Hydro yet powerless

DR Cartoon

Humans need to be able to lie down in green pastures and to be led beside tranquil waters. In addition to global warming, one of the most important things about energy conservation is that it can allow humans to lessen bad tradeoffs. Energy waste implies more energy expended than needed for a given function. Not all renewable energies are equal and none are cost-free. In addition to energy conservation, some suggest that more attention should be given to “renewable energy solutions [that will be] local or community based” (Williams C., 2010. Ecology and Socialism: Solutions to Capitalist Ecological Crisis. Haymarket Books, 155; cited in Pamphlet No. 1: A Winding Path to Workers’ Gardens/Un camino de bobina a jardines de trabajadores, at page 101.).

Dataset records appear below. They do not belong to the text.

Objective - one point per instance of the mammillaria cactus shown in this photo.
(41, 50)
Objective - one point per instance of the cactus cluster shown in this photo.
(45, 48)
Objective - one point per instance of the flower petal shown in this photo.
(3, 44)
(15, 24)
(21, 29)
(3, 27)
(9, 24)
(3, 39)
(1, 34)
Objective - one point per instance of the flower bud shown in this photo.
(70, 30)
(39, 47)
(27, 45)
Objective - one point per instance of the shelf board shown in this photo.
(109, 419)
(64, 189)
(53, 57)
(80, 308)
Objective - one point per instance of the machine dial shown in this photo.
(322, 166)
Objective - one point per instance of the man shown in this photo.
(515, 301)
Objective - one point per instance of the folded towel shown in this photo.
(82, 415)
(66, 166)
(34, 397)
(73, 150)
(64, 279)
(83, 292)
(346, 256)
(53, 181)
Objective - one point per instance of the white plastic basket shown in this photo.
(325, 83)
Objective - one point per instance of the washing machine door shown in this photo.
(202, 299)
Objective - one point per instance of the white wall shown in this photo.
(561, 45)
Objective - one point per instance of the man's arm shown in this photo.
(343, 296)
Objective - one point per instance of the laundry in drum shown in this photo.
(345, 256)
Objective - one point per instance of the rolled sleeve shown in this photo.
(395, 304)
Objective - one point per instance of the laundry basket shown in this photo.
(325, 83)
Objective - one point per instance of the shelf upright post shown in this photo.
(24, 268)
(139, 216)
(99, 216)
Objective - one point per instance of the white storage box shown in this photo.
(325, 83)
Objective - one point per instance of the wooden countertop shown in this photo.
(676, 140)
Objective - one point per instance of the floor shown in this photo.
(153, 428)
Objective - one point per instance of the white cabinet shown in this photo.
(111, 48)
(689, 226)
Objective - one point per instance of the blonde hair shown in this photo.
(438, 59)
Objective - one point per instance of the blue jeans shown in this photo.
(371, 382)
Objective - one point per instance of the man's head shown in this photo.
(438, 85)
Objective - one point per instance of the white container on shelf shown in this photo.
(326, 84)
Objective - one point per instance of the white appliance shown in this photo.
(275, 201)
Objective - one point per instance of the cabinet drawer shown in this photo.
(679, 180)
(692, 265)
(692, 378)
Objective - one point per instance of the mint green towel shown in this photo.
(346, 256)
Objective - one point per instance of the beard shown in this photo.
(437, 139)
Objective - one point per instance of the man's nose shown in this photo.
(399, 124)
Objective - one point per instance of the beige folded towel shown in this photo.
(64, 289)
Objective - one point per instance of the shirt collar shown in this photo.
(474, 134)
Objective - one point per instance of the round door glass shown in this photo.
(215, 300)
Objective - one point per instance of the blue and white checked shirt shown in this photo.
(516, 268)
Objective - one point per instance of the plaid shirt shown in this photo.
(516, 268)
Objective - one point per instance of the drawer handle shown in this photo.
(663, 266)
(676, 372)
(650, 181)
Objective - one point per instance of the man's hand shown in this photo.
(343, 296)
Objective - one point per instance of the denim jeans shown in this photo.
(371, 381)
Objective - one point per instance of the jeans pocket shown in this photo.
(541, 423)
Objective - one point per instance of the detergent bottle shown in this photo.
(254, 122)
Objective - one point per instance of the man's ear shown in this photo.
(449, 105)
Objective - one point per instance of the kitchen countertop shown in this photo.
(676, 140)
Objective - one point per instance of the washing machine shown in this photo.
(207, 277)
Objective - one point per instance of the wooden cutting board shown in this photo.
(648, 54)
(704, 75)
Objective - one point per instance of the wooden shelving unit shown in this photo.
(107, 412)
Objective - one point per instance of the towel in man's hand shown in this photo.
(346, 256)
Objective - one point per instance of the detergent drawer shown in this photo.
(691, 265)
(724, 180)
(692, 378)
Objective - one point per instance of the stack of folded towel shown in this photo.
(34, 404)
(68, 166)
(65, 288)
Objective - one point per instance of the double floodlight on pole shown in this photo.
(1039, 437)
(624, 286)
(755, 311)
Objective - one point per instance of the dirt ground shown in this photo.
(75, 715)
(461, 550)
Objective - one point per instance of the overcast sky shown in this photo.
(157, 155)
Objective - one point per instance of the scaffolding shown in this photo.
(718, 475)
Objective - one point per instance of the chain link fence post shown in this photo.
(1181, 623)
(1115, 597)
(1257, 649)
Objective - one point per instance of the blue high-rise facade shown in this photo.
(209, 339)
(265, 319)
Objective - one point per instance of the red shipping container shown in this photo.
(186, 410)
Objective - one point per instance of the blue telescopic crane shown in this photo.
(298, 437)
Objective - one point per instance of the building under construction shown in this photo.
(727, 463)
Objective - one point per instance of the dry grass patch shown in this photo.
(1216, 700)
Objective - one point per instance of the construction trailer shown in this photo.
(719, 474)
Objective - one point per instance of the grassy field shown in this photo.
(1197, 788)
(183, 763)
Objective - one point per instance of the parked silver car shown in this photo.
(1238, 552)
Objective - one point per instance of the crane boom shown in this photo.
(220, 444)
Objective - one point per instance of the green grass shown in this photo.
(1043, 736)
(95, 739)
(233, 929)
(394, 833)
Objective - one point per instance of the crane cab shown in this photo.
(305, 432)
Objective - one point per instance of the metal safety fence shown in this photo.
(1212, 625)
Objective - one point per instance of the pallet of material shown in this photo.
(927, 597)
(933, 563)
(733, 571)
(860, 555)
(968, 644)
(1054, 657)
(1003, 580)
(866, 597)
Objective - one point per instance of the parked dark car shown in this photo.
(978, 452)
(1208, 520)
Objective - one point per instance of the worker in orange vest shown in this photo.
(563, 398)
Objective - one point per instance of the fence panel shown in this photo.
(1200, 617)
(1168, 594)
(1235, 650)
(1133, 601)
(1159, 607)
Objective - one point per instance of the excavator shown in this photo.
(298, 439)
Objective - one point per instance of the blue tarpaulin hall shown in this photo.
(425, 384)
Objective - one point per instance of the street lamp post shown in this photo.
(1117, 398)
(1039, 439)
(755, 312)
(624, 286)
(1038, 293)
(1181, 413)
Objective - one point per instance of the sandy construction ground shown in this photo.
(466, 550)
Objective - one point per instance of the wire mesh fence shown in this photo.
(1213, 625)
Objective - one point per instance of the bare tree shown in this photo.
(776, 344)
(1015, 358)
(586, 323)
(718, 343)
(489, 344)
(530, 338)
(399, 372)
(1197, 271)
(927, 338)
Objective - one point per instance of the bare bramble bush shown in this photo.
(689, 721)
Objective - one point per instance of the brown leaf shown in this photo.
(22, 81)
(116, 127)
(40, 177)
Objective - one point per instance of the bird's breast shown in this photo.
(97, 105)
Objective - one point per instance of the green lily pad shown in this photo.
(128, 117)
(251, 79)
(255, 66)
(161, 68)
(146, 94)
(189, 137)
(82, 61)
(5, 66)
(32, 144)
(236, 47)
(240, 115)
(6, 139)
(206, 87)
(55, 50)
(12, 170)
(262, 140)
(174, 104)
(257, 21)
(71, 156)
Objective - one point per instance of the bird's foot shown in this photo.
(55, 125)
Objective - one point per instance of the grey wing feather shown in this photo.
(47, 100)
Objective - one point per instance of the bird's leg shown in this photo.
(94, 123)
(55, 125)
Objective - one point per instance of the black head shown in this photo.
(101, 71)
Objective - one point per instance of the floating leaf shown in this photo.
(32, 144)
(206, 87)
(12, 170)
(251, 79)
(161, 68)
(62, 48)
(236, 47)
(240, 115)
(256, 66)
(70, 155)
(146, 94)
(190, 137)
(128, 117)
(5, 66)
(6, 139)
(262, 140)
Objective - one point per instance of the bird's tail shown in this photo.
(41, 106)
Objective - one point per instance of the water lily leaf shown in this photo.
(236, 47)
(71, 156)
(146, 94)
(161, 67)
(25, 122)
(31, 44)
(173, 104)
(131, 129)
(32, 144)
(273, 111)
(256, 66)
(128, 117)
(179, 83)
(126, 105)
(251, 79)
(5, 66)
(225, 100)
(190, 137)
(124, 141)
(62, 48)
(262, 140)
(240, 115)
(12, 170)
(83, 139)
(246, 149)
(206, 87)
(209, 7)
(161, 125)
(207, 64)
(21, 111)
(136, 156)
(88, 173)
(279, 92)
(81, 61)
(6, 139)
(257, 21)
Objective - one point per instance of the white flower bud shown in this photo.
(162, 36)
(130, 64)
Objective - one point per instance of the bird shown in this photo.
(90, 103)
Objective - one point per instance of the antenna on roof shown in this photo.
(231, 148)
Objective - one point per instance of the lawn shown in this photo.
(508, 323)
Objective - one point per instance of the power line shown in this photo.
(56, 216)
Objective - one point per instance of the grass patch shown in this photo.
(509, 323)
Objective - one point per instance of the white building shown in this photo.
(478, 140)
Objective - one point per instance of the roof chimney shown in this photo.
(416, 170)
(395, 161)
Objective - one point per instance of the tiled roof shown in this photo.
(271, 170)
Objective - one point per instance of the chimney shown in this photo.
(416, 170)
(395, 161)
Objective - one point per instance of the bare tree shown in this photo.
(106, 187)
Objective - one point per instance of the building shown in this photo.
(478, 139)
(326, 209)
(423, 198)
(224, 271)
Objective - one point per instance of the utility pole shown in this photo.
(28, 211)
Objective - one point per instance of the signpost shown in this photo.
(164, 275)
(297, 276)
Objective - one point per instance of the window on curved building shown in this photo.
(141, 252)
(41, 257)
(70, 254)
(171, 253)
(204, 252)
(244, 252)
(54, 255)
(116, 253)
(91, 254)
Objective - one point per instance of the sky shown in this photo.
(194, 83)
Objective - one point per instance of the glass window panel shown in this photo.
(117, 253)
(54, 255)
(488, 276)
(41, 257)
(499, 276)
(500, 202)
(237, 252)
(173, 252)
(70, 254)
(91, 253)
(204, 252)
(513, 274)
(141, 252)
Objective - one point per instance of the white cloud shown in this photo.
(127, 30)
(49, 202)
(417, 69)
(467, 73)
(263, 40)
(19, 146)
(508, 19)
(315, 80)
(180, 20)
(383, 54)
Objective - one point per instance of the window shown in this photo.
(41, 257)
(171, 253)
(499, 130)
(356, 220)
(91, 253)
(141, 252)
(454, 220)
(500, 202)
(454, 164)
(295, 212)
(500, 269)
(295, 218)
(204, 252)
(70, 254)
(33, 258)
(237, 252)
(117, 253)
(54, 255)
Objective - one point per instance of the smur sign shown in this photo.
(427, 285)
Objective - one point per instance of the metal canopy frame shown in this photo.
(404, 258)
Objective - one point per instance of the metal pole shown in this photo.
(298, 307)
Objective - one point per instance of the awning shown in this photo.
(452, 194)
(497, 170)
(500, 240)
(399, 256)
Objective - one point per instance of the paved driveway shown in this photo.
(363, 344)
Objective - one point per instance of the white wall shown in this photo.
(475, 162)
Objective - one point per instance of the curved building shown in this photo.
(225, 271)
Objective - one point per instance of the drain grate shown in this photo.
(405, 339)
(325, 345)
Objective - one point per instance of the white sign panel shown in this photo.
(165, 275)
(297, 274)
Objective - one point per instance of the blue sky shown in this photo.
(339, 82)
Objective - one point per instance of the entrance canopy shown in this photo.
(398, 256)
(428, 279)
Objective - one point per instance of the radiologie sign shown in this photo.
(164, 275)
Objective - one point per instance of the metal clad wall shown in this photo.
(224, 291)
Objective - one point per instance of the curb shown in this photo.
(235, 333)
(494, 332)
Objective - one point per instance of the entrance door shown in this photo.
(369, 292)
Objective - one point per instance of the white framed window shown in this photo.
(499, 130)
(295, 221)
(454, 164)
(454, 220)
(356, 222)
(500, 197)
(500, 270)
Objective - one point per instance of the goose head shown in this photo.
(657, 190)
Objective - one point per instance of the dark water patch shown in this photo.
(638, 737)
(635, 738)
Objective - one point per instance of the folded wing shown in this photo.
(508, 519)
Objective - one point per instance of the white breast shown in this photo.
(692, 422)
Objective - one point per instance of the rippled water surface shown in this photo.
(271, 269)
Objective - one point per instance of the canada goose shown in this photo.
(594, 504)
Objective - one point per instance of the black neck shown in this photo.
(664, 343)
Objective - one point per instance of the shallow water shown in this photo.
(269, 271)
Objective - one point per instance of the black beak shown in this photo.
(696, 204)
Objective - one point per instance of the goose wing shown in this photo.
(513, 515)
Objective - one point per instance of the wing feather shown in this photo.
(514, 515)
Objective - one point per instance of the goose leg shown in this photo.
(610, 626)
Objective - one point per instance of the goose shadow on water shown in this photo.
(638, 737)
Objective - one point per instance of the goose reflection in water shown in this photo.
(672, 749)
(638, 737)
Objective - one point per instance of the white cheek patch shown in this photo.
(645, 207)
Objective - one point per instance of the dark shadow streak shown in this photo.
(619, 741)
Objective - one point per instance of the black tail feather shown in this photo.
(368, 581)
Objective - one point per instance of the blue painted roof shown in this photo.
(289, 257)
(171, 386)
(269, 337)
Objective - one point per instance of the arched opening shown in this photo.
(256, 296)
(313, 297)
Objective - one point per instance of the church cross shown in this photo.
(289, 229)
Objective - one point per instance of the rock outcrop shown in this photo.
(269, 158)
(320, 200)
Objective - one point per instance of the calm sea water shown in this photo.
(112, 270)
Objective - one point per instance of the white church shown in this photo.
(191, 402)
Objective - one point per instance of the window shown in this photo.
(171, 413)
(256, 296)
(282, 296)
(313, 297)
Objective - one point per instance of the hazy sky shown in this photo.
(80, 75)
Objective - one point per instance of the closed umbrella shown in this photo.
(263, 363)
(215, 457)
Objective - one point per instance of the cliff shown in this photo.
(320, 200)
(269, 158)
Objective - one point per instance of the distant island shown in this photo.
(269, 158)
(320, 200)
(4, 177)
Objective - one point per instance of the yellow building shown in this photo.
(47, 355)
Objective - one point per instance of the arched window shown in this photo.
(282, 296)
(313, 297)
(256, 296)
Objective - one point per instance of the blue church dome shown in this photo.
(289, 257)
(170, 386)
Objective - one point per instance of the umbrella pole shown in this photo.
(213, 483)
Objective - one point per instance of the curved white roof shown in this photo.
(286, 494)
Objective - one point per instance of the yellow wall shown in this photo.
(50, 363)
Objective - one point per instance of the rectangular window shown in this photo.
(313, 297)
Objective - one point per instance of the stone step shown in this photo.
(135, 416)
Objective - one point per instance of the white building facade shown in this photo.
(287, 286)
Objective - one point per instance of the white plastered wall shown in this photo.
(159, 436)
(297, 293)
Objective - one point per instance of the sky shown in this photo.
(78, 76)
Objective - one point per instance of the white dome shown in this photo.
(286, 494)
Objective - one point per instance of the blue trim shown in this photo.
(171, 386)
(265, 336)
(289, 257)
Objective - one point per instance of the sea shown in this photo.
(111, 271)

One of the largest recurring expenses of the Dominican Republic is maintenance of its hydroelectric projects, which fill up with silt. Downstream, the environment that people counted on and enjoyed for hundreds of years is wrecked. For miles, children who live along what used to be a nice river live next to a dust machine. They often have no good transportation to school up and down the “river valley” and may walk several miles a day on the dusty road trying to avoid large trucks that transport out the now dry river stones and gravel to sell for construction. Thus, beautiful countryside is negatively transformed into desolate terrain of alienation. Fishing and other sustainable and enjoyable pastimes are lost. Decisions on tradeoffs and massive expenditures like this are not decided democratically, and the people most affected can move to the urban slums if they do not like it. I have no easy answer, but the lives of the former river people are sad, and the ecological and peace-generating value of the river is destroyed.